The ability for the eyes to fixate upon a target is actually reliant on three reflexes. Small movements are controlled by the Cervico-ocular Reflex, Faster movements require the Optokinetic Reflex and fast movements use the VOR. Activities of daily living use all three.
Watching a Bee moving about on a flower uses the Cervico-ocular Reflex (<30deg/Sec).
Observing a bird fly past uses the Optokinetic Reflex (30-100deg/sec).
A quick look to see if traffic is coming before crossing the road uses the VOR. (>100deg/sec)
The Cervico-ocular Reflex afferents predominantly arise from the soft tissues of the sub-occipital region. Stimulating these repeatedly will re-habituate/retrain/develop these circuits.
Small head movements will work these.
A weighted Helmet while doing small head movements will increase the afferent barrage to the oculomotor nuclei.
Wearing Pinhole Glasses and examining a complex target for detail like a ‘Where’s Wally’ picture.
Wearing a Head mounted laser and tracing a small shape in the distance.
Massage, dry needling, heat, cryotherapy, manipulation, stretching and Range of Motion exercises to the sub-occipital/cervical region will all be beneficial but less so than above. Why? Because these activities are activating only some of the complex mix of receptors that produce the afferent input. Whereas, using the reflex, uses all of the receptors and in the same proportions as to the way we have evolved and developed. Isometric exercises might be an exception because they powerfully activate the CB which is involved in the fine control of the reflexes.
The Optokinetic Reflex involves the Accessory Optic System which we have already discussed elsewhere along with the information on Collicular Remapping and the Looming Exercise. The 'Focus Builder’ App has Pursuit ‘games’ for this activity.
Clinical Treatment for PCS
Vestibular Stimulation can be achieved in many ways and the use of Multi Axis Rotating Chairs is becoming popular. It’s vestibular stimulation when rolling in the sagittal plane is unachievable by any other way and therefore offers a unique opportunity for the nervous system to ‘reset’, adapt and develop.
Peripheral Nerve Stimulation done in a way to evoke a somato-sensory potential hasn’t any comparison to the activities of daily living. It is a unique stimulation which also forces the homeostatic mechanisms to ‘tune up’.
Spinal adjustments are similar in that, done judiciously, they improve the quality and quantity of spinal receptor afferent activity.
Eye movement activities, Cognitive exercises and challenges, 19 Channel Neurofeedback, Cold Laser, Transcranial alternating current stimulation, Entrainment therapy and Proprioceptive activating activities may be utilised.

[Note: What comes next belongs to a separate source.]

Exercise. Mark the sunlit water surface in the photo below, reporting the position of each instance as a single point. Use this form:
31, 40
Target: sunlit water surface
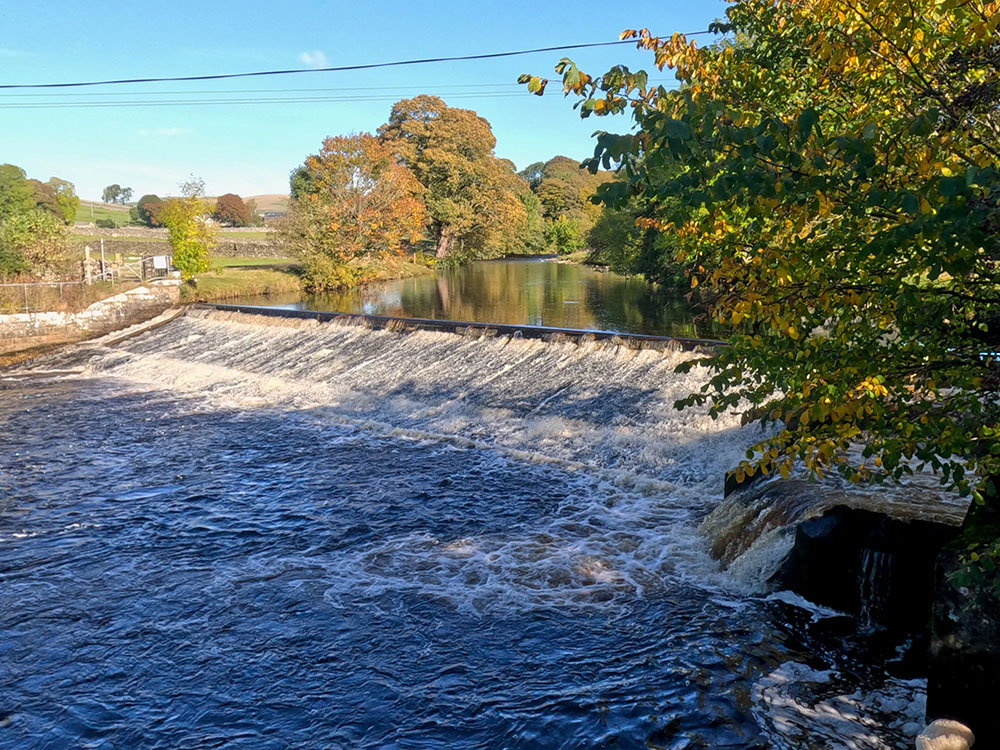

Dysautonomia is also a ‘must do’ hurdle for lasting treatment effect. It is not an unachievable goal but requires patient compliance.,
Considerations to address this may include some of the following:
Aerobic activity
O2 therapy - (Hyperbaric)
Ketogenic Diet
Vit C to bowel tolerance
CBD oil
Dietary Fasting >12hrs
Creatine supplementation 20grams/day. Magnesium 400mg/day, Co-Q10 200mg/day.(4mg/kg)
Gut Biome correction.
The goal is to achieve Autophagy of the superfluous organelles and membranous detritus left over from the injury, to stop the inflammatory cascade within the glial tissue and support the replication of new mitochondria for improved energy metabolism.
Concussion, traumatic brain injury and whiplash are serious conditions involving a multifaceted approach to treatment. The treatment is tailored to each individual and requires time and perseverance.